2. The system according to claim 1, wherein the plurality of geolocation indexes each having different scales includes the obtained geolocation index and one or more coarser level geolocation indexes than the obtained geolocation index.

3. The system according to claim 1 or claim 2, wherein the geolocation index includes a geohash.

4. The system according to claim 3, wherein where the geolocation index is the geohash, the processor is configured to gradually remove one or more characters from an end of the geohash to obtain one or more geohashes each having different scales.

5. The system according to claim 4, wherein number of a plurality of geohashes each having different scales is same as a length of the geohash.

6. The system according to any one of claims 3 to 5, wherein the processor is configured to embed the each of the plurality of geolocation indexes by latitude-longitude embedding, and geohash embedding for naive embedding.

7. The system according to any one of claims 1 to 6, wherein the processor is configured to calculate an average of the plurality of values to obtain the representation value of the geographical location.

8. The system according to any one of claims 1 to 7, wherein the processor is further configured to train the machine learning model based on a set of observed data points, and embed the representation value of the geographical location into the machine learning model.

9. A method of training a machine learning model with a geographical location comprising: obtaining a geolocation index for the geographical location; splitting the geolocation index into a plurality of geolocation indexes each having different scales; embedding each of the plurality of geolocation indexes to obtain a plurality of values relating to latitude and longitude for the plurality of geolocation indexes respectively; aggregating the plurality of values to obtain a representation value of the geographical location; and training the machine learning model using the representation value of the geographical location.

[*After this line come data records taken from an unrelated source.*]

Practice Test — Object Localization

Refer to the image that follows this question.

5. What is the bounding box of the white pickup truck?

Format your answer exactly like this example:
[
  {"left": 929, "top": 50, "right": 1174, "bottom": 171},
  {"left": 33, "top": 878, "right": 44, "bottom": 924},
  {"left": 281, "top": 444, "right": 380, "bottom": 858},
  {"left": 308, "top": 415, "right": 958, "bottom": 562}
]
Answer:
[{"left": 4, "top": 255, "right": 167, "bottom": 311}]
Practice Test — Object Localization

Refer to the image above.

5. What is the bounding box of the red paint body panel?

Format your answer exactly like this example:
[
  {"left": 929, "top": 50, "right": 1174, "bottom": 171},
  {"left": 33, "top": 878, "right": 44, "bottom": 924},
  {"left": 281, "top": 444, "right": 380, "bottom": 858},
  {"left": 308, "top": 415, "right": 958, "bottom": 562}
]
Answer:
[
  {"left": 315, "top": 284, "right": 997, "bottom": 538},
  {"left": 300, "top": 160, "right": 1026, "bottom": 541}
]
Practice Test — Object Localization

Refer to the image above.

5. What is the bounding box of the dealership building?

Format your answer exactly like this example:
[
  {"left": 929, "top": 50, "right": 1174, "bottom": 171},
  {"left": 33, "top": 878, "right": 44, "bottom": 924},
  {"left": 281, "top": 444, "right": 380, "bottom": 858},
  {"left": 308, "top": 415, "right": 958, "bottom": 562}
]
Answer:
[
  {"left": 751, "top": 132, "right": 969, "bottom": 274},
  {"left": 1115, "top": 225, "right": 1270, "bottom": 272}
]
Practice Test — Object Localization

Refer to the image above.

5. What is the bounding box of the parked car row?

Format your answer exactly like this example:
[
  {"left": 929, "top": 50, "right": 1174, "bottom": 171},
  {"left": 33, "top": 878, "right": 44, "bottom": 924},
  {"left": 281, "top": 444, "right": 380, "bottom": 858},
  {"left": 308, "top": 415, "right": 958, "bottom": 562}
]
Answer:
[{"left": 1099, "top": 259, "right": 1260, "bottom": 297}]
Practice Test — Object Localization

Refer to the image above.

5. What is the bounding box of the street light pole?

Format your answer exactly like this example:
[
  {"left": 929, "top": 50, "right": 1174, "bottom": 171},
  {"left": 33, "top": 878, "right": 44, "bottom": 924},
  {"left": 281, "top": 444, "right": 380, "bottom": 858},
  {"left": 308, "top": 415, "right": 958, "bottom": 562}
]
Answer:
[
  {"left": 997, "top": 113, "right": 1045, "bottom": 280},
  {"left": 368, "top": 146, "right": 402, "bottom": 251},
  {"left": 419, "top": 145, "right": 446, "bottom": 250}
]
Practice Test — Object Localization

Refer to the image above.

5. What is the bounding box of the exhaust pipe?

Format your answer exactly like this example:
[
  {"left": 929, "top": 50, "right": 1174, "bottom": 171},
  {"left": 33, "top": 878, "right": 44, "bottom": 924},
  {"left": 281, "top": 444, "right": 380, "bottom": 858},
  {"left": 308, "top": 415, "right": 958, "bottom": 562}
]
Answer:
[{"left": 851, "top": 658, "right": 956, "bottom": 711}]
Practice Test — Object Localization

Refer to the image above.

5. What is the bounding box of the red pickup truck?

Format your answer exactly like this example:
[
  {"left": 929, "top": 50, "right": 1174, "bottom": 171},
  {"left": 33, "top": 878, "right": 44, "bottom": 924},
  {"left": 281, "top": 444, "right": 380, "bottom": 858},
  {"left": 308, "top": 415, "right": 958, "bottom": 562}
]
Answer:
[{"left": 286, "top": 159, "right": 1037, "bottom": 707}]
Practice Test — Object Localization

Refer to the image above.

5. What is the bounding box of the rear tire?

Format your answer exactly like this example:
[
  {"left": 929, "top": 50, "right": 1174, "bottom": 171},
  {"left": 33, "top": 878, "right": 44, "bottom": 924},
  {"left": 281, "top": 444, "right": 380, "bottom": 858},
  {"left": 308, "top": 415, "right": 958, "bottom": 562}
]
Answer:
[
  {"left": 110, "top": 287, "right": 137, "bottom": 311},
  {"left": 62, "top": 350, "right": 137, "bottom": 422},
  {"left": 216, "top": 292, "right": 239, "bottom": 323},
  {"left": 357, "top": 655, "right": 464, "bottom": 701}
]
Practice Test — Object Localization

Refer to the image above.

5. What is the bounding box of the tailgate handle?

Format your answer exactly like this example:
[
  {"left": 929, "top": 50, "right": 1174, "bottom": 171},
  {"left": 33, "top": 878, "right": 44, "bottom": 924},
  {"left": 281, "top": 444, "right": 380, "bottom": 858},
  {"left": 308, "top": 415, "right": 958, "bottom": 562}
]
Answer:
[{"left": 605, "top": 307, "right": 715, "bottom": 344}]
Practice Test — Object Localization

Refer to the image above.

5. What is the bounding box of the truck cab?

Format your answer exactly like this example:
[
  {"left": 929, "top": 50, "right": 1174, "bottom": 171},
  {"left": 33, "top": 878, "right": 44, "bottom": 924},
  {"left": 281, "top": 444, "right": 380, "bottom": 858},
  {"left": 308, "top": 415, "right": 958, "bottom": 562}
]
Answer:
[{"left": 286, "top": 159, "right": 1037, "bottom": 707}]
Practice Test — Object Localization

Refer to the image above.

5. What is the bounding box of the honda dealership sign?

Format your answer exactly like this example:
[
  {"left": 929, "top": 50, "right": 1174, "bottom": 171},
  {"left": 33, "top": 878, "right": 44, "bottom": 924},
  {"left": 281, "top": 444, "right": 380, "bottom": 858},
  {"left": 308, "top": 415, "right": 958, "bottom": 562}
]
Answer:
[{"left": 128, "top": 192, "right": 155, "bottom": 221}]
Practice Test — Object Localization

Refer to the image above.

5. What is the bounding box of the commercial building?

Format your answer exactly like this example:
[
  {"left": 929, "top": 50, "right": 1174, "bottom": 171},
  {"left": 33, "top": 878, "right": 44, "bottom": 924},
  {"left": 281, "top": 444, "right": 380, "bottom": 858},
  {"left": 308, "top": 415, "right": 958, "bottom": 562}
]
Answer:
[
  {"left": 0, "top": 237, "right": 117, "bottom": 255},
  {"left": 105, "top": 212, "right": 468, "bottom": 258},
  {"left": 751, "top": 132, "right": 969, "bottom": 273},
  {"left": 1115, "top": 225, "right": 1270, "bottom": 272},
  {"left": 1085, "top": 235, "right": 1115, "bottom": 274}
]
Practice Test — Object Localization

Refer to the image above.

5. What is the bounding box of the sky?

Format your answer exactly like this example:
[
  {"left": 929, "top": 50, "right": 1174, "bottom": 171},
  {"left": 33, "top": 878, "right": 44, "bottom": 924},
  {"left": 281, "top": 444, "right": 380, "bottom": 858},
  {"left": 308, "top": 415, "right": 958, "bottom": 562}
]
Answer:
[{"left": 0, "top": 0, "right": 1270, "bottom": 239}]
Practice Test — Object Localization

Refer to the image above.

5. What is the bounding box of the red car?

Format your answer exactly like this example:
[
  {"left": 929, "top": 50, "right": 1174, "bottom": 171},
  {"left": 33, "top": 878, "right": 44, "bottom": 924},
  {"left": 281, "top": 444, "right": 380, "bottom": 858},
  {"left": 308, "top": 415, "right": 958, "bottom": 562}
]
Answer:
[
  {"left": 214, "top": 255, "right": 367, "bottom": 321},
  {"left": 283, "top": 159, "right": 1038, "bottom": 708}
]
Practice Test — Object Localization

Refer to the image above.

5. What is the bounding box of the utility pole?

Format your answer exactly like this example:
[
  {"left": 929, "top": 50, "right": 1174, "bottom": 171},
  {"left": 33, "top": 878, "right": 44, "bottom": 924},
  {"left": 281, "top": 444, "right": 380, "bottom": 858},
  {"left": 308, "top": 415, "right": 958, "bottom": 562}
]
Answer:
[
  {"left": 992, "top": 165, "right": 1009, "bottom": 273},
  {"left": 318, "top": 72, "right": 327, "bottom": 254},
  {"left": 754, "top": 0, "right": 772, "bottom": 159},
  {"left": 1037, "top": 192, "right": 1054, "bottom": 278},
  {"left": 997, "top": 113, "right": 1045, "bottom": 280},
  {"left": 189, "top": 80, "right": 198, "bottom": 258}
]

10. The method according to claim 9, wherein the plurality of geolocation indexes each having different scales includes the obtained geolocation index and one or more coarser level geolocation indexes than the obtained geolocation index.

11. The method according to claim 9 or claim 10, wherein the geolocation index includes a geohash.

12. The method according to claim 11, wherein where the geolocation index is the geohash, the method further comprises: gradually removing one or more characters from an end of the geohash to obtain one or more geohashes each having different scales.

13. The method according to claim 12, wherein number of a plurality of geohashes each having different scales is same as a length of the geohash.

14. The method according to any one of claims 11 to 13, wherein embedding each of the plurality of geolocation indexes comprises: embedding the each of the plurality of geolocation indexes by latitude-longitude embedding, and geohash embedding for naive embedding.

15. The method according to any one of claims 9 to 14, wherein aggregating the plurality of values comprises: calculating an average of the plurality of values to obtain the representation value of the geographical location.

16. The method according to any one of claims 9 to 15, wherein training the machine learning model comprises: training the machine learning model based on a set of observed data points; and embedding the representation value of the geographical location into the machine learning model.

17. A data processing apparatus configured to perform the method of any one of claims 9 to 16.

18. A computer program element comprising program instructions, which, when executed by one or more processors, cause the one or more processors to perform the method of any one of claims 9 to 16.